Use the dig utility with DNS query type AXFR option to dump the entire DNS namespaces. DIG - AXFR Zone Transfer

dig AXFR @ns1.inlanefreight.htb inlanefreight.htb
  1. Domain Takeovers & Subdomain Enumeration
./subfinder -d inlanefreight.com -v
dig +noall +answer sub.example.com

The tool has found four subdomains associated with inlanefreight.com . Using the nslookup or host command, we can enumerate the CNAME records for those subdomains. EX—

host support.inlanefreight.com
support.inlanefreight.com is an alias for inlanefreight.s3.amazonaws.com

The support subdomain has an alias record pointing to an AWS S3 bucket. However, the URL https://support.inlanefreight.com shows a NoSuchBucket error indicating that the subdomain is potentially vulnerable to a subdomain takeover.

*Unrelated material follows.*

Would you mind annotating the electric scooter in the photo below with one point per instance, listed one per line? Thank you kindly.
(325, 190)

  1. DNS Spoofing Injecting fake DNS responses (local cache poisoning, man-in-the-middle) to redirect victims to attacker-controlled IPs.

Local DNS Cache Poisoning From a local network perspective, an attacker can also perform DNS Cache Poisoning using MITM tools like Ettercap or Bettercap.

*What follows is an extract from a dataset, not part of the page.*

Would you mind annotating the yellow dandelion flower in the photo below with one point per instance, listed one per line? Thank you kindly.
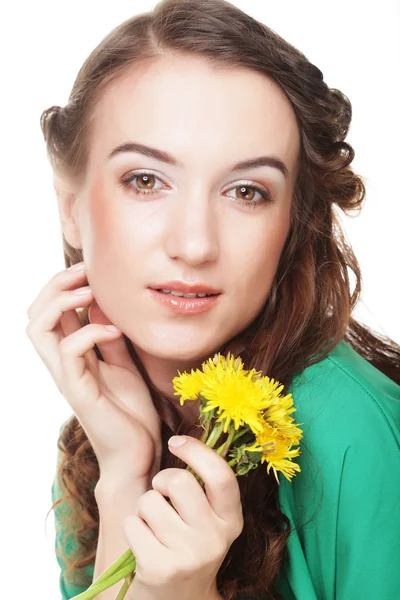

To perform this attack, I have to edit the

/etc/ettercap/etter.dns

and enter the name of the site i want to spoof(e.g., lol.com) and the ip i want to user to redirect (e.g., 192.168.225.110)

cat /etc/ettercap/etter.dns 
lol.com A 192.168.225.110
*.lol.com A 192.168.225.110

now start the ettercap once it’s done add the target IP address (e.g.,192.168.152.129 ) to Target1 and add a default gateway IP (e.g., 192.168.152.2 ) to Target2.

Activate dns_spoof attack by navigating to Plugins > Manage Plugins . This sends the target machine with fake DNS responses that will resolve lol.com to IP address 192.168.225.110 :

DNS diagram

DNS flow
After a successful DNS spoof attack, if a victim user coming from the target machine 192.168.152.129 visits the inlanefreight.com domain on a web browser, they will be redirected to a Fake page that is hosted on IP address 192.168.225.110 :

What’s the impact?

(what’s the impact of this battle) This class of DNS vulnerabilities poses a critical risk to both users and the business: attackers can harvest a full inventory of hosts via misconfigured zone transfers, claim dangling subdomains to host phishing or malware, or silently redirect users through cache poisoning and spoofing. With those capabilities an attacker can steal credentials and session tokens, intercept or alter traffic (enabling MITM and data exfiltration), hijack integrations or webhooks, and even amplify DDoS attacks — all without needing direct access to the target systems. The result is account takeover, financial loss, loss of sensitive data, service outages, regulatory exposure, and severe reputational damage that erodes user trust and partner confidence.